Beziehungsweise sah Cassavetes das fertige Bild nur als Teil eines Bildflusses, in dem sich der Prozess der Entstehung im besten Fall dann aufheben lässt. Die anstrengende, manchmal kaum erträgliche Intensität seiner Filme, in denen man seine Ehefrau/Hauptdarstellerin Gena Rowlands mehr als einmal am Rand des Nervenzusammenbruchs sieht, war stets eine hart erarbeitete Sache. Die Hysterisierung der Schauspielerin Myrtle Gordon, das nervenaufreibende Sichaufschaukeln der Proben in Richtung Katastrophe, all das erlebt und macht man als Filmzuschauer mit. „Opening Night“ war der Film, der den ganzen nervenaufreibenden Cassavetes-Prozess dann tatsächlich einmal auf die Bühne, ins Theater verlegte, als Spiel mit dem Spiel, in dem Rolle und Leben sich vermischen, als existenziell-hysterisches Drama des Widerstands gegen Erstarrung, Altern und Tod.

Bei Petras dagegen gibt es alles Hysterische gratis. Nichts am Schreien von Frida oder dem Regisseur Martin (Wilhelm Eilers), am keuchhustenden Röcheln des Darstellers Chris (Oliver Kraushaar) ist durch Verausgabung erarbeitet und verdient. All das kommt, wie man es sieht, aus eher heiterem Himmel, als Einfall ohne tieferen Sinn und präzisen Bezug. Und sobald man darüber nachdenkt, wird auch klar, dass „Opening Night“ (und überhaupt alles von Cassavetes) eben seiner Prozesshaftigkeit wegen als Vorlage für ein Bühnenstück im Grunde nicht taugt. Jedenfalls im Rahmen eines Theaters, wie Armin Petras es versteht.
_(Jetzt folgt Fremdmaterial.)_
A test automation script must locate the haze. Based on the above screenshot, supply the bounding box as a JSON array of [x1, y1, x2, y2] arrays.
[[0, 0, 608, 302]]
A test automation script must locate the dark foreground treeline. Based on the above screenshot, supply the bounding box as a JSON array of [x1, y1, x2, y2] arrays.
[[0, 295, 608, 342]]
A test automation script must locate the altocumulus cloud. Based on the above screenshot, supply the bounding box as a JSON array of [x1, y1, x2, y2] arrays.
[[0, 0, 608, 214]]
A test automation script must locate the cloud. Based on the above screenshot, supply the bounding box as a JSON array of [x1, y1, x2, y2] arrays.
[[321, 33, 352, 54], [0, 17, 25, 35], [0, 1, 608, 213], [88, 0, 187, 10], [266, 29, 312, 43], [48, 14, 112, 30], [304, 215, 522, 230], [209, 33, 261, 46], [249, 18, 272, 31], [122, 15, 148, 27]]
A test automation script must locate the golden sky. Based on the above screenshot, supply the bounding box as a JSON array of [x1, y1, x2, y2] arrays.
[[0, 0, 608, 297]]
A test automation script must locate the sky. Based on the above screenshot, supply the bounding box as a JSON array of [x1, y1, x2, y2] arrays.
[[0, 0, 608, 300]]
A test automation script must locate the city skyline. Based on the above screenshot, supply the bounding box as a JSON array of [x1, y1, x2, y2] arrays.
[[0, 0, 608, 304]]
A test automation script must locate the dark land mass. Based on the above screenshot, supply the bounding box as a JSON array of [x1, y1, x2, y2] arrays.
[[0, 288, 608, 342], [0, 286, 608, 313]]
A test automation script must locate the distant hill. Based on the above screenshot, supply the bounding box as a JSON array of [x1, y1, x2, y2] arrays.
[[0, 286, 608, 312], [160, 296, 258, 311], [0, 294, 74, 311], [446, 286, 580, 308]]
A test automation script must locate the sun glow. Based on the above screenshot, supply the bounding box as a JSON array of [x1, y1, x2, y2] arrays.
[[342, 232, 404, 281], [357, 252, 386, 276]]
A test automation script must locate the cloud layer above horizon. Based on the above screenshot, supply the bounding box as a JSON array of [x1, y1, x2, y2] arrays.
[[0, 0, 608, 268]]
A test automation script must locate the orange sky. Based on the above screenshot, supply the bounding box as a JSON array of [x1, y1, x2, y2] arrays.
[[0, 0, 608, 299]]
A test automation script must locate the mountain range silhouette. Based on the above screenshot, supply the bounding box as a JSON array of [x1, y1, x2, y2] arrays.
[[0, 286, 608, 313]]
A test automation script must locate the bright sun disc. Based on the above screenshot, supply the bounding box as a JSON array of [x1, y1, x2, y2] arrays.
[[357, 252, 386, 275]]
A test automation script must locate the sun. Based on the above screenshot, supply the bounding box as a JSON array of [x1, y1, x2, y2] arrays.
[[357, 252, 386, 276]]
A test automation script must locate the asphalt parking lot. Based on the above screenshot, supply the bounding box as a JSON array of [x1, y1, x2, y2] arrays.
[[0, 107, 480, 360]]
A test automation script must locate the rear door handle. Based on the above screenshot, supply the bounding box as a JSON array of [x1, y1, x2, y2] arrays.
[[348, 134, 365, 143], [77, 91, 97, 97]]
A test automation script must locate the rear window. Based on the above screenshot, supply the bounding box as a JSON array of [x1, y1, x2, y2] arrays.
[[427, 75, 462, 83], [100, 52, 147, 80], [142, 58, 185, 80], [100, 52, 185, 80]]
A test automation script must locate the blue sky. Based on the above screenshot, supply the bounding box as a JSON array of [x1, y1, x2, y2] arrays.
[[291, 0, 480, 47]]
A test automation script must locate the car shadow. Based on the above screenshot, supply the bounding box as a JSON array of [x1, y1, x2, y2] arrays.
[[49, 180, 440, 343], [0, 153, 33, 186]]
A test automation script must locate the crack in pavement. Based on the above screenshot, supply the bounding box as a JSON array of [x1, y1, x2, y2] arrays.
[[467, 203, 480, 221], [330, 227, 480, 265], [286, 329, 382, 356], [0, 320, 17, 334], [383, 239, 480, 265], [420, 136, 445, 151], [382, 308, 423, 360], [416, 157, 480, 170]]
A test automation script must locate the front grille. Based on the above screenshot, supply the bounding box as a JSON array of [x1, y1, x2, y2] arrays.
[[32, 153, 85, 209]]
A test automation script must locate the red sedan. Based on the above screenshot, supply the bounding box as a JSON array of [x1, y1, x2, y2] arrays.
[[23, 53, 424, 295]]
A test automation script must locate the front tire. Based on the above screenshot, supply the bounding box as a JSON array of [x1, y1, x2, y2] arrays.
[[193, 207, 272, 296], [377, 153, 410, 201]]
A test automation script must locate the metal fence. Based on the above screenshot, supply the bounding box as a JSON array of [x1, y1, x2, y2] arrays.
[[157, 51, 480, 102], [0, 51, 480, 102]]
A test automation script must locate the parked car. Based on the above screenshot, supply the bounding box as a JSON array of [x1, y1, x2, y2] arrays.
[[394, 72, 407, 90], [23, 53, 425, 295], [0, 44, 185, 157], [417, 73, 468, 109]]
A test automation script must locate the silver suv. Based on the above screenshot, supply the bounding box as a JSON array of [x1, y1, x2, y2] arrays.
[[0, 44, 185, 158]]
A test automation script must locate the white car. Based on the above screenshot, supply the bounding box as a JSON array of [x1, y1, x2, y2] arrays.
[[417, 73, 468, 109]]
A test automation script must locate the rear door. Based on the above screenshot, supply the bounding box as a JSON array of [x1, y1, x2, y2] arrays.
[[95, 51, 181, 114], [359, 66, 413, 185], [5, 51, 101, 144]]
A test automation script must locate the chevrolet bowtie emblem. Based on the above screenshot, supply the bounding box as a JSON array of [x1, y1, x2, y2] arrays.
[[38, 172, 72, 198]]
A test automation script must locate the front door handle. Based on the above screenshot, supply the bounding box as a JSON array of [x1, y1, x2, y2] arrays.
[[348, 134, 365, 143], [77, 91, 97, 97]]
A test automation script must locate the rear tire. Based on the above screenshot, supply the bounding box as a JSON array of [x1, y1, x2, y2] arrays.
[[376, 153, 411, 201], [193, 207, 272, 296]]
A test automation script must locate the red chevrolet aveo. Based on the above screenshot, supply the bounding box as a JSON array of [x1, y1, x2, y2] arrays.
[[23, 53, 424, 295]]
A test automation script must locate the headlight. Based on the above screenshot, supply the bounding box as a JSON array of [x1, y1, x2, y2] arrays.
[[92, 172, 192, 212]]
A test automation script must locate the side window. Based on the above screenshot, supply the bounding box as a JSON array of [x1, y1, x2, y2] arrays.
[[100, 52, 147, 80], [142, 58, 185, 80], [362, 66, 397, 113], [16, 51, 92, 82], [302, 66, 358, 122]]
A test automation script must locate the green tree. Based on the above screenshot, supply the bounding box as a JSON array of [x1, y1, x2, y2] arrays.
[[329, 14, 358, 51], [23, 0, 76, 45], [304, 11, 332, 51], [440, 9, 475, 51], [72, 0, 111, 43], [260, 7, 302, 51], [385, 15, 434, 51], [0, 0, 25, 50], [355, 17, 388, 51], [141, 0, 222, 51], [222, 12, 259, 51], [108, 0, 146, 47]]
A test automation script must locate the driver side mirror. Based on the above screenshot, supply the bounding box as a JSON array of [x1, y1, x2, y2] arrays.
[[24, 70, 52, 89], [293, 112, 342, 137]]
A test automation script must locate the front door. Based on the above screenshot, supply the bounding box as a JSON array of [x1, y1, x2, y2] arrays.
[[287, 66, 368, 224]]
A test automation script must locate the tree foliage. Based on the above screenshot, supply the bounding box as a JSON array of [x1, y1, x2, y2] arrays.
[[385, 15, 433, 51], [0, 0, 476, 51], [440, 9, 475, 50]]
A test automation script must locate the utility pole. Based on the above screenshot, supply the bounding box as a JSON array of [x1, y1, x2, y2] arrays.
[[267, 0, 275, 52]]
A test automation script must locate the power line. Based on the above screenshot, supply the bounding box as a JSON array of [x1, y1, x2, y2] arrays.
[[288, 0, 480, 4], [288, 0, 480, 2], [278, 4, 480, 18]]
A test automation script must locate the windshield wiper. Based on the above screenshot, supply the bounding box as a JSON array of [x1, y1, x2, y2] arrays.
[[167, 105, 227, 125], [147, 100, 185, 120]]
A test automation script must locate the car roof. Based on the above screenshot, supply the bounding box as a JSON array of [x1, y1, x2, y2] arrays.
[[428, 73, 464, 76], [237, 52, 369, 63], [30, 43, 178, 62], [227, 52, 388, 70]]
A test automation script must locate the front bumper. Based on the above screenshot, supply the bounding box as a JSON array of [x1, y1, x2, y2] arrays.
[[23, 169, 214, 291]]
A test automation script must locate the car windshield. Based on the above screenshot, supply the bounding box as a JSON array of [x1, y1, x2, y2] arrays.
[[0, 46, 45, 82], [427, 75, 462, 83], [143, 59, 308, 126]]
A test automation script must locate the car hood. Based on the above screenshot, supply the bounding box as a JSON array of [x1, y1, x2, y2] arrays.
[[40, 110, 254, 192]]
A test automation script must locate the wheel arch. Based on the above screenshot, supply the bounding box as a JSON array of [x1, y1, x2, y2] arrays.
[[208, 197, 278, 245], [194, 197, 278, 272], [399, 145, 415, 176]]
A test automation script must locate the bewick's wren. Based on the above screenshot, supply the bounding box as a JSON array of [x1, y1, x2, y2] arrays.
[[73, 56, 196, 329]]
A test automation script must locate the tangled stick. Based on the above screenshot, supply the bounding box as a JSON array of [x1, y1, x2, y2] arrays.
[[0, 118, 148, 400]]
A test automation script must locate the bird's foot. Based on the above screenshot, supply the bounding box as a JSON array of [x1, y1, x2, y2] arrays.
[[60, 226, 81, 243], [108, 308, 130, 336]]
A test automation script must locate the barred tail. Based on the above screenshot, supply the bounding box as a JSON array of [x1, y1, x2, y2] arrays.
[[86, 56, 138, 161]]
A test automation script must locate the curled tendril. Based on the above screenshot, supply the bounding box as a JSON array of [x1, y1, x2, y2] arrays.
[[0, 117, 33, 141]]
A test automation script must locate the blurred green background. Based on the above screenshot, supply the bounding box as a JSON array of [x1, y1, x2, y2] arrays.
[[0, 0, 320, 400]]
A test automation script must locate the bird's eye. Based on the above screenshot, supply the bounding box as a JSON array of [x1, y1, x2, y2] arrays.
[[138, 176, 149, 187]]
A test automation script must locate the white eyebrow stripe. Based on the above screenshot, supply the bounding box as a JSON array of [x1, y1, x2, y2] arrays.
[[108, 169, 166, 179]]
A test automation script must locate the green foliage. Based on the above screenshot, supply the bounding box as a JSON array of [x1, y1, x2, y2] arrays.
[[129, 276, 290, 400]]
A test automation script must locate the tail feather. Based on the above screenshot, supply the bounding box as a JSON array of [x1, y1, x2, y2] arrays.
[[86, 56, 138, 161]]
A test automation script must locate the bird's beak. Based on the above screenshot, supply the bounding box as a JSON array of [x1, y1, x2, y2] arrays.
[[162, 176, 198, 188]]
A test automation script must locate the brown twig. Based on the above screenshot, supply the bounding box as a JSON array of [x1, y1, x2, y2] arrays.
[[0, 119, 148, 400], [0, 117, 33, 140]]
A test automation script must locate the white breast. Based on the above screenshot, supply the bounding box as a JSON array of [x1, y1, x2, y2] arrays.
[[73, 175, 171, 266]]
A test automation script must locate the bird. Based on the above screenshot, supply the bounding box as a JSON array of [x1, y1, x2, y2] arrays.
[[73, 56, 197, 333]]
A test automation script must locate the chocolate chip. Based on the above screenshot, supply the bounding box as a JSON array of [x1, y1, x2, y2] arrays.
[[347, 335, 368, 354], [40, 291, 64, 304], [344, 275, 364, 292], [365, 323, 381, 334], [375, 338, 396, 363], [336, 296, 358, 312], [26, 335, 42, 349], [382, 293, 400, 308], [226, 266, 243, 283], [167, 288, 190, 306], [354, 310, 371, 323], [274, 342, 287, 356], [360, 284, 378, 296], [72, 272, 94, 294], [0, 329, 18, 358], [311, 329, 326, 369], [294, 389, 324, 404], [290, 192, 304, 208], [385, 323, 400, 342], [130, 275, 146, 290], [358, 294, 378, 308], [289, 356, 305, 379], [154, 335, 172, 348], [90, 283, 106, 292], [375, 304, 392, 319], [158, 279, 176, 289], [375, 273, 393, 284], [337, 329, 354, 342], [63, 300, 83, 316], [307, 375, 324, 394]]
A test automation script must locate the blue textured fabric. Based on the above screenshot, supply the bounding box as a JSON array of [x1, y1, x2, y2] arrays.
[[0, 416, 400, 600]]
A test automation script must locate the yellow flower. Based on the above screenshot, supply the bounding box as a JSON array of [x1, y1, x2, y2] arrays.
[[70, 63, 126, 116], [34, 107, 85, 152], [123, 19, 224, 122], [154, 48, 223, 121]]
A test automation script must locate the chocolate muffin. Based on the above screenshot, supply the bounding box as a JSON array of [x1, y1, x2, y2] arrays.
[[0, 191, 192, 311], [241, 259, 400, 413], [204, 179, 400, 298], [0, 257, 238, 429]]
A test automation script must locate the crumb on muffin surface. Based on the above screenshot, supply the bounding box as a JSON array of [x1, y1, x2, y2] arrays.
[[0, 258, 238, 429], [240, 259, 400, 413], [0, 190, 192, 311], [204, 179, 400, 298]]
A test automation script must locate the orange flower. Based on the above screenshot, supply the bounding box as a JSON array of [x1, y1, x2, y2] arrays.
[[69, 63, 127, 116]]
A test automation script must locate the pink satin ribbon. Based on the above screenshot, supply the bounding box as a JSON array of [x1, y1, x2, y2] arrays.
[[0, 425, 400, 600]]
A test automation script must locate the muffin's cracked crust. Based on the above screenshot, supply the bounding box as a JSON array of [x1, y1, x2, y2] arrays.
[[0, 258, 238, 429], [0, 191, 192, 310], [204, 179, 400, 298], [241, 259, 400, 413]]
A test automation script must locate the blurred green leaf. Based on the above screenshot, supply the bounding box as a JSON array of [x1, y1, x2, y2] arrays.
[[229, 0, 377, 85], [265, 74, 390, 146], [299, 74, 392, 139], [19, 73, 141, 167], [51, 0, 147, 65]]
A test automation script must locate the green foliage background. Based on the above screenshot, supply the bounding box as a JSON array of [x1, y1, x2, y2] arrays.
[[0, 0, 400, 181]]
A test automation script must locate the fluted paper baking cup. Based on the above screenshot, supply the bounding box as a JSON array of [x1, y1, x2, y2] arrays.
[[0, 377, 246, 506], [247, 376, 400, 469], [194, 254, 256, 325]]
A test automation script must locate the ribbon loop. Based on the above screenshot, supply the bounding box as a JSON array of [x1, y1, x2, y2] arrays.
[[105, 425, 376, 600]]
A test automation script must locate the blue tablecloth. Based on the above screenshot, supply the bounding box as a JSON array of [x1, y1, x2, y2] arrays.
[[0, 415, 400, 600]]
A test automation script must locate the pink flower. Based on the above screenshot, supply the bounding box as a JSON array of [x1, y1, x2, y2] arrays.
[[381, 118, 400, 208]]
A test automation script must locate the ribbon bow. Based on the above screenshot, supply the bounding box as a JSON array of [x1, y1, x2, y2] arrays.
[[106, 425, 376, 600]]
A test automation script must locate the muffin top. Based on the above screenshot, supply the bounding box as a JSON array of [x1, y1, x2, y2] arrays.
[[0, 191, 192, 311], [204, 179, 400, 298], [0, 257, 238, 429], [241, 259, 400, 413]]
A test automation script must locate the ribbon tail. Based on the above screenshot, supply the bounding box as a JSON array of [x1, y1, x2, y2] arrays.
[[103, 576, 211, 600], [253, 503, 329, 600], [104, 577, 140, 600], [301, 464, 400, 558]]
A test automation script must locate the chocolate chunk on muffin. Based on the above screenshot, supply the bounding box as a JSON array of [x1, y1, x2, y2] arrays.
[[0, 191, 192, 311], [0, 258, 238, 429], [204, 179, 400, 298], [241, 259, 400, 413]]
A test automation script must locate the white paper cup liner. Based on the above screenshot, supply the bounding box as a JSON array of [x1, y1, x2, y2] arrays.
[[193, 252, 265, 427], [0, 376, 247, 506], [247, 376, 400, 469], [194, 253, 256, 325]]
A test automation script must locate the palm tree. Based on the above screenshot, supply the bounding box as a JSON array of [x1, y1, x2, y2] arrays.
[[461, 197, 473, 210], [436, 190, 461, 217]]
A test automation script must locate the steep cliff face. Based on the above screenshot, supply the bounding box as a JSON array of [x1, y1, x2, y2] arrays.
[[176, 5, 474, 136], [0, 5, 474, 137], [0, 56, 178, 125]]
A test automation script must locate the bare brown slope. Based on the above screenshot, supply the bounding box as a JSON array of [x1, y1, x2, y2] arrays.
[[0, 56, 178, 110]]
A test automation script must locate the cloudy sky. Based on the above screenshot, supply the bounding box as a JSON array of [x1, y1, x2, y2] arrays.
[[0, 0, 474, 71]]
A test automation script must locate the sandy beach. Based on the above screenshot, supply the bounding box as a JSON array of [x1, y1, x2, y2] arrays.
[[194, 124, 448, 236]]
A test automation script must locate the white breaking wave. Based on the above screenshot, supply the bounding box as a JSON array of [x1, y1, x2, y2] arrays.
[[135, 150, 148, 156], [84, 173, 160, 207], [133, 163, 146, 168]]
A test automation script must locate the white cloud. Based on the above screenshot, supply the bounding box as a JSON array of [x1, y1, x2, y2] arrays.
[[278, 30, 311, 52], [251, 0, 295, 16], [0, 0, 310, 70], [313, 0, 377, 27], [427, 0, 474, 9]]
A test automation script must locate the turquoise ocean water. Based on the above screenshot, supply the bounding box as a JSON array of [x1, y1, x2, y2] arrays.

Beim Kapitalismushysteriker René Pollesch, der sich dieses Films auch schon annahm, sieht die Sache anders aus. Seine postdramatisch-diarrhologischen Widerstands-, Schrei- und Energieopern stehen Cassavetes auf ihre ganz andere Art durchaus nahe, und auch sie liefern mehr Prozess denn fertige Bilder.

Petras dagegen verfährt im Wesentlichen rein inhaltistisch. Er nimmt die zentralen Themen – das Altern, die problematisch werdende Darstellerin/Rollen-Identität – und treibt ihnen alles Subtile, Ambivalente, in sich Widersprüchliche aus. Und schlimmer und grundsätzlicher noch: Statt des Prozesses gibt es von Cassavetes so dreist wie umstandslos entwendete Abziehbilder: von Krisen, Auseinandersetzungen, Verzweiflungen und existenziellen Konflikten. Dass dann noch Videofilme übers Altern, Momente aus „King Lear“ (Assoziation: Alter!), ein platter Politbarde und Velvet Underground bzw. Lou Reed bzw. Nico (Assoziation durchweg: unklar) mit hineinpüriert werden, fügt dem nichts hinzu. Es gibt der Inszenierung vielmehr den Rest.